I never heard them on their way. When the three rambled back into the cottage, I had no inkling they were home, peering at their porridge, aghast at the broken high chair, nosing the air. Or perhaps I had a hint of what was happening, in one part of my mind.
Step by step, they ascended to the bedroom. The oak door creaked. Their heavy steps were slow, the floorboards groaning. Only then did I hear them, words as clear as any tinker’s. “What’s this — my pillow all mussed,” said the father.
“And here, my mattress half in, half out,” said mum-bear, nearsighted, nose to her bed. “And me, and me!” cried the pup-bruin. “My bed too!” he cried.
I am now the only one in the land who knows, how like to our own speech it was, this language, this Bear tongue. “Mine too,” he stammered, “and she is still — still here!”
I didn’t have to feign my horror, yelling from the window, tangled in a sheet, screaming, bellowing. I called out, “What are you waiting for?” But my huntsman was lying in plain sight, sound asleep, sunlight in the green grass gleaming off his gun.
“She’s here, she’s here!” cried the cub. Both parents trying to make me out, blinking in the bright morning light through the open window.
I ran home.
In my haste I soaked my skirts in the ford, dragged them in the thistles, muddied them and tore them, all the way to hearth and safety. I was scolded by my mum, and I sobbed into the shot-rent quilt, swearing virtue, good deeds, and chastity to God.
I kept my visit secret. And a perfect secret it was too.
Except that the silence fell.
No ursine gardeners peddled roots from door to door. No kindly bear held the pasture gate to let a goodwife pass. No bear song drifted from the meadow. Nine days later a pigeon-hunter accidentally uncovered the powder horn, one weather-glazed hunter’s boot, and one sap-stained quarter of a jacket.
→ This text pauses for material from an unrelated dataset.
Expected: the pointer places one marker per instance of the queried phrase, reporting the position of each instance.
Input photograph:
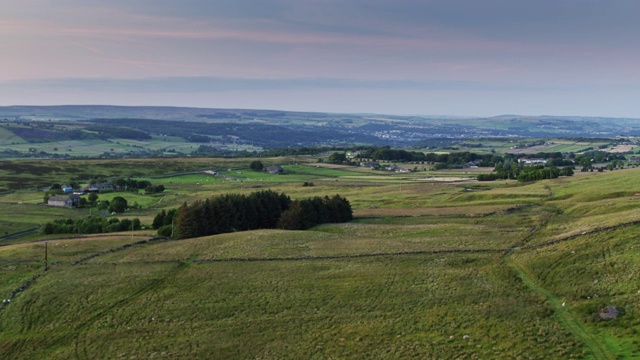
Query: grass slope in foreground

“A mishap,” said the magistrate, eyeing the tooth marks in the shoulder of the scrap. “A lamentable misadventure,” he said with sadness. “A mystery.” Anyone could see the nature of the hunter’s sudden end, but the sheriff said it was beyond us all, what might have taken place. Because the bears were loved, and loved in return, in their bluff, like-human way.
But all the bears had vanished. Their cottages stood dark. No one knew what caused this blight, or where the speaking grizzlies repaired to, why they left our woods.
No one except myself.
The last time I saw a bear beside a creek, not a fortnight past, she stood on her two hind paws and listened while I bid her a good evening. “And good health to you,” I said. She turned away and left me alone, the stream beside me running like a song.
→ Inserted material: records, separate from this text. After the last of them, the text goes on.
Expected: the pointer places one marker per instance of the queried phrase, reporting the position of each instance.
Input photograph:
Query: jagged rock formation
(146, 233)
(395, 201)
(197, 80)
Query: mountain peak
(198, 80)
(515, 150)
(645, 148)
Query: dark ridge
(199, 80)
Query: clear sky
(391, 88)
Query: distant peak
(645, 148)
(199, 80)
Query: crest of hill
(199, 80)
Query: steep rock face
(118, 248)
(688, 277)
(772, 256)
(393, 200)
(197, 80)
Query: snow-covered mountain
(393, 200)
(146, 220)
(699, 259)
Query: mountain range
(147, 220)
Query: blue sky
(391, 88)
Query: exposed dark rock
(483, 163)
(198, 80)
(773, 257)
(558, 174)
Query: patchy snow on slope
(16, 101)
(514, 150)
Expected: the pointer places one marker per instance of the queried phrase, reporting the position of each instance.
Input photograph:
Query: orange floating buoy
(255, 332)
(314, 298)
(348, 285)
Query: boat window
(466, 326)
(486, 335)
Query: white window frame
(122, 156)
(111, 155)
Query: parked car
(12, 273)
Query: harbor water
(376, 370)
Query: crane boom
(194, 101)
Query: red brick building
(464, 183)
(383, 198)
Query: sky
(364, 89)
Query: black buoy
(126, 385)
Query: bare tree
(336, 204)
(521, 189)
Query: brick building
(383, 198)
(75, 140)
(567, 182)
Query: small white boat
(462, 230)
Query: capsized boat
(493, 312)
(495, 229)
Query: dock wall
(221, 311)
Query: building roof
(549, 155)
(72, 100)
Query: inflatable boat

Only I know, and I keep it to myself. But I see too clearly what happened. I know exactly how the huntsman leaped to his feet, face red with sleep and drink. I see too well in the eye of my mind how the redcoat brandished his double-shotted gun.
I see him drawing aim upon the cub, and in my waking dream I see what a bear can eat for breakfast, when she has to on a sunny morn.
While not originally a part of the folk tale canon, “Goldilocks and the Three Bears” (an English story from the nineteenth century) has entered the oral tradition to become a treasured piece of our cultural lore. With its depiction of domestic bears, with favorite chairs and porridge for breakfast, and the daring and dangerously innocent Goldilocks, the story continues to intrigue generations of children and adults. Cadnum says that he loves to take a traditional story and turn it upside down, or inside out, to see the tale with new eyes.